In July 1977, when Deng Xiaoping emerged as China's leader following the death of Mao Tse-tung, the Chinese foreign minister, Huang Hua, confirmed that China's claim to the South China Sea was "non-negotiable" in the strongest terms. At the same time he commented: "The territory of China reaches as far south as the James Shoals, near Malaysia's Borneo territory... I remember that while I was still a schoolboy, I read about those islands in the geography books. At that time, I never heard anyone say those islands were not China's... The Vietnamese claim that the islands belong to them. Let them talk that way. They have repeatedly asked us to negotiate with them on the issue; we have always declined to do so... As to the ownership of the islands, there are historical documents that can be verified. There is no need for negotiations since they originally belonged to China.... In this respect Taiwan's attitude is all right. At least they have some patriotism and would not sell out the islands..."

Under the United Nations Convention on the Law of the Sea (UNCLOS) coastal states have the right to establish sovereignty over adjacent waters out to a maximum of 12 nautical miles from the nation's coastline, including the coastline of offshore islands. These enclosed waters are known as the coastal state's territorial sea.

During the negotiations of the text of the 1982 UNCLOS military activities in the EEZ were a controversial issue. Some coastal States such as Bangladesh, Brazil, Cape Verde, Malaysia, Pakistan and Uruguay contended that other States cannot carry out military exercises or maneuvers in or over their EEZ without their consent. In June 1998, the PRC passed the "Exclusive Economic Zone and Continental Shelf Act." This Act created an exclusive economic zone (EEZ) with 200 nautical mile limits from its coastal baseline, and claimed the right, inter alia, to broadly undefined powers to enforce laws in the EEZ, "including security laws and regulations." Based on the Act, the PRC does not recognize the airspace above its EEZ as "international airspace" and has interfered with and protested US reconnaissance flights over its EEZ. China takes the position that all maritime data collection activities, including military intelligence and hydrographic collection activities, fall within the United Nations Convention on the Law of the Sea [UNCLOS] provisions for marine scientific research and therefore require coastal-state consent before they could be carried out in the two-hundred-nautical-mile EEZ.
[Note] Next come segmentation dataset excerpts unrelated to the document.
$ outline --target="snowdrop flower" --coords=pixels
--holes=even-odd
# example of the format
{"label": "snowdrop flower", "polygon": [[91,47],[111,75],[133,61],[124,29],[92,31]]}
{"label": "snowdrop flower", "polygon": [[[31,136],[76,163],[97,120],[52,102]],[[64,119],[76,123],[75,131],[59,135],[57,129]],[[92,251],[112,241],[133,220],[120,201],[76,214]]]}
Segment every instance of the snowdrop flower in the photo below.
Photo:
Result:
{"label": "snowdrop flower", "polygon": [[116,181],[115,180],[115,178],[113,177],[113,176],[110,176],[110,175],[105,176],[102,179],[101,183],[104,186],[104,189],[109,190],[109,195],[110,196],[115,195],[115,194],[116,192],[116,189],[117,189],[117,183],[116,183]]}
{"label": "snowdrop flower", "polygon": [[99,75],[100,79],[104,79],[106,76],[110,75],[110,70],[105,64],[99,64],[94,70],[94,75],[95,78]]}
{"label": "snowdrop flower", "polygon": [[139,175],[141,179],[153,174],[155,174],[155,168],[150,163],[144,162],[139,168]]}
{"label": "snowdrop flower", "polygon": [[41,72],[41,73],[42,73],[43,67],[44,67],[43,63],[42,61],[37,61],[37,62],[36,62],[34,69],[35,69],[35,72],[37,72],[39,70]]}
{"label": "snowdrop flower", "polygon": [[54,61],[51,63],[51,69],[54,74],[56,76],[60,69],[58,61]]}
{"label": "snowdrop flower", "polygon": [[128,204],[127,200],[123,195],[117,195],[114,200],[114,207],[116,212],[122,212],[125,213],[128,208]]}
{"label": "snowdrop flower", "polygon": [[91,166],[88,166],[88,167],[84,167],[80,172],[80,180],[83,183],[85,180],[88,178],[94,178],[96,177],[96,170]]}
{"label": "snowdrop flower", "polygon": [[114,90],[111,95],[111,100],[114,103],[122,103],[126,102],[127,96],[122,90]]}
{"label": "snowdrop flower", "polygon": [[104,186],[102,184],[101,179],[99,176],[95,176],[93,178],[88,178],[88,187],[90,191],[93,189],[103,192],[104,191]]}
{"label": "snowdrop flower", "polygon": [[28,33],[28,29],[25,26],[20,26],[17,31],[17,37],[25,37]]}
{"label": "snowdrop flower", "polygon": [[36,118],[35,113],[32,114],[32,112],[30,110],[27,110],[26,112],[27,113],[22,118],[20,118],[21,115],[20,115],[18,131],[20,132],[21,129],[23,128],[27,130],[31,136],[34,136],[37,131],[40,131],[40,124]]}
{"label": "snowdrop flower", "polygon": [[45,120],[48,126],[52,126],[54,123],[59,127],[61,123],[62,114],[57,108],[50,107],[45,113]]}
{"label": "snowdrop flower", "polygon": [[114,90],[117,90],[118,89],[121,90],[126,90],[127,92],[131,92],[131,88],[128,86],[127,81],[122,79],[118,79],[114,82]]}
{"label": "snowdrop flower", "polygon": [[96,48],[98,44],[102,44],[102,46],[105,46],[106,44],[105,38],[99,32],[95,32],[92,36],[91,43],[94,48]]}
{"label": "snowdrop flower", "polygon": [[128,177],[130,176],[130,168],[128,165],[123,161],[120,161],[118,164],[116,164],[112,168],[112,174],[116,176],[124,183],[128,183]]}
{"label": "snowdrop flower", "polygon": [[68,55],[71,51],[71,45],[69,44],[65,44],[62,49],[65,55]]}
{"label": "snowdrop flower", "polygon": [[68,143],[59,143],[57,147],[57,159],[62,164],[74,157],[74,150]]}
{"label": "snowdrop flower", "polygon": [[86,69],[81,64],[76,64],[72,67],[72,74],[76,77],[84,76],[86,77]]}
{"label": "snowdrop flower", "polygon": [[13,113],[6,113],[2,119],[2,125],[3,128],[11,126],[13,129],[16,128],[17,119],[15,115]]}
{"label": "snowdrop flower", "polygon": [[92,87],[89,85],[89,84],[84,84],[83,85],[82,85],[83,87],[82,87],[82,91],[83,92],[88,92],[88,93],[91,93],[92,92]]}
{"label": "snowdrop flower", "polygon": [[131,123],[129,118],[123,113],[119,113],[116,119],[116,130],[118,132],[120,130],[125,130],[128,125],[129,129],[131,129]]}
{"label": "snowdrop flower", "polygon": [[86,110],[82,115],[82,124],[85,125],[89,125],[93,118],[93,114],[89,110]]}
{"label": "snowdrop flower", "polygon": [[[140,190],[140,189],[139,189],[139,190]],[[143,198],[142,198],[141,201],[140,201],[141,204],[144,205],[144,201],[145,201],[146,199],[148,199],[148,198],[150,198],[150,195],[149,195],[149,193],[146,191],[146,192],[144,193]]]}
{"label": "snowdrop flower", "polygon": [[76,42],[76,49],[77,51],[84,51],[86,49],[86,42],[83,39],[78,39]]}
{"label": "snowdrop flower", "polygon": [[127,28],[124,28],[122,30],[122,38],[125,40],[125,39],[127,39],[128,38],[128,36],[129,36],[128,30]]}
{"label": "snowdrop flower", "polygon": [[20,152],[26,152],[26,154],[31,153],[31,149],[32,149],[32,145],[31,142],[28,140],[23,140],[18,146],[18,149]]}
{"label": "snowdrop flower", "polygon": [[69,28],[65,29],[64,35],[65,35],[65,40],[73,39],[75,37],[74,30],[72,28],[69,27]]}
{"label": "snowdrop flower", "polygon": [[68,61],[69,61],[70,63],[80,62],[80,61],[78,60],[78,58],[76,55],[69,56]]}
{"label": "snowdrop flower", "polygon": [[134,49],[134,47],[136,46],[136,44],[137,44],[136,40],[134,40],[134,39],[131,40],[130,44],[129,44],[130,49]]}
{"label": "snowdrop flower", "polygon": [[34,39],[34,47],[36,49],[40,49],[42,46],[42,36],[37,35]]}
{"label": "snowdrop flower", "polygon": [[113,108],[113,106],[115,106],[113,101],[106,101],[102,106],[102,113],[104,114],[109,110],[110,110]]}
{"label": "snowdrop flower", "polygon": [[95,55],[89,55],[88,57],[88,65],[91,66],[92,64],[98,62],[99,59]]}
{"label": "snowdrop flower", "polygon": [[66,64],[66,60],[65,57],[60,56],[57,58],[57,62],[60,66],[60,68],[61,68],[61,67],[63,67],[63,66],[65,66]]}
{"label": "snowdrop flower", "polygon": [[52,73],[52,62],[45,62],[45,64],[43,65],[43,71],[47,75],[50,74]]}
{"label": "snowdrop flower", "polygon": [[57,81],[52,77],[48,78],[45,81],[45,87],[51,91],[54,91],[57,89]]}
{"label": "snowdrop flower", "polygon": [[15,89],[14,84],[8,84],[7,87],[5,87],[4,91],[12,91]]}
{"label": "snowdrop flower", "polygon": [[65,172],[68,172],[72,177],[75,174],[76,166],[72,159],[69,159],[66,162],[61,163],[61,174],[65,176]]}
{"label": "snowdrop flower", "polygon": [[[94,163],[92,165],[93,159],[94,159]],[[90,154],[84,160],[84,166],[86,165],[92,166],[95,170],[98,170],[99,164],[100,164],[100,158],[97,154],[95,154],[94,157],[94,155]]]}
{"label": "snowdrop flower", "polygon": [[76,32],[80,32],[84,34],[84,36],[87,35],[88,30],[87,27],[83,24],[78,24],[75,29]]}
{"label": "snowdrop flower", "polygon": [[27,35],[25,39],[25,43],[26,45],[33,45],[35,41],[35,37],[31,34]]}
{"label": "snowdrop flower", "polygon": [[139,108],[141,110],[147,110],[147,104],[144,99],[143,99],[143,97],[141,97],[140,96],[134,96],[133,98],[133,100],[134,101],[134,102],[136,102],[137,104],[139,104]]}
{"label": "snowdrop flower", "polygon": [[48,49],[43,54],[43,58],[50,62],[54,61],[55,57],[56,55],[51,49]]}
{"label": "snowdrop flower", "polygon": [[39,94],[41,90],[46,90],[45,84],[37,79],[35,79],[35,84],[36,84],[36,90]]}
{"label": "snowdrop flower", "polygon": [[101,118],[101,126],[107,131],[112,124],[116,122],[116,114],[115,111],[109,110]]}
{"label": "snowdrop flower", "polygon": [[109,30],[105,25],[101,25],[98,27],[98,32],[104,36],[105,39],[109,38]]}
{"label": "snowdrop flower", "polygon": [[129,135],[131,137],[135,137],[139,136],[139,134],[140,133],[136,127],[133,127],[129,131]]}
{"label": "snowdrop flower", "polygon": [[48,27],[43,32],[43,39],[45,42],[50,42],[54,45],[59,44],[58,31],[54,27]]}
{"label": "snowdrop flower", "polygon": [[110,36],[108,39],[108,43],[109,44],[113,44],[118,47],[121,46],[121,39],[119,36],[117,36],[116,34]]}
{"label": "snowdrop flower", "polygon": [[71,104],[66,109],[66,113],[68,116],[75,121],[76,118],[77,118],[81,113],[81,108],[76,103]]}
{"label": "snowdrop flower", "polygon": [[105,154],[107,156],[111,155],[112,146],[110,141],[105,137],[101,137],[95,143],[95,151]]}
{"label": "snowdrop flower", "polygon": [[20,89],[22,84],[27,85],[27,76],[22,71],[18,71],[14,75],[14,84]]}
The US has protested this sovereignty claim as a violation of international law numerous times since this law was passed. The US Government has long conducted a vigorous freedom of navigation program through which it has asserted its navigational rights in the face of what it has regarded as excessive claims by coastal states of jurisdiction over ocean space or international passages. When remonstrations and protestations are unavailing, elements of US military forces may sail into or fly over disputed regions for the purpose of demonstrating their right and determination to continue to do so.

ASEAN countries are outward-looking, especially in term of protecting their Exclusive Economic Zones (EEZ). The convergence of interests in conflict areas such as the Spratly Islands affects the relationship among Malaysia, Philippines and Brunei with each claiming parts of the Spratlys. While armed conflicts among the countries of ASEAN overthe Spratly issue may be a remote possibility, it hascompounded historic frictions over unresolved territorial conflicts.

This will continue to be one of the driving force behind arms acquisition which is clearly demonstrated by the expansion of the naval and air forces of Malaysia. All the other ASEAN countries - except for Brunei - have expanded their naval and air arms to safeguard their maritime interests.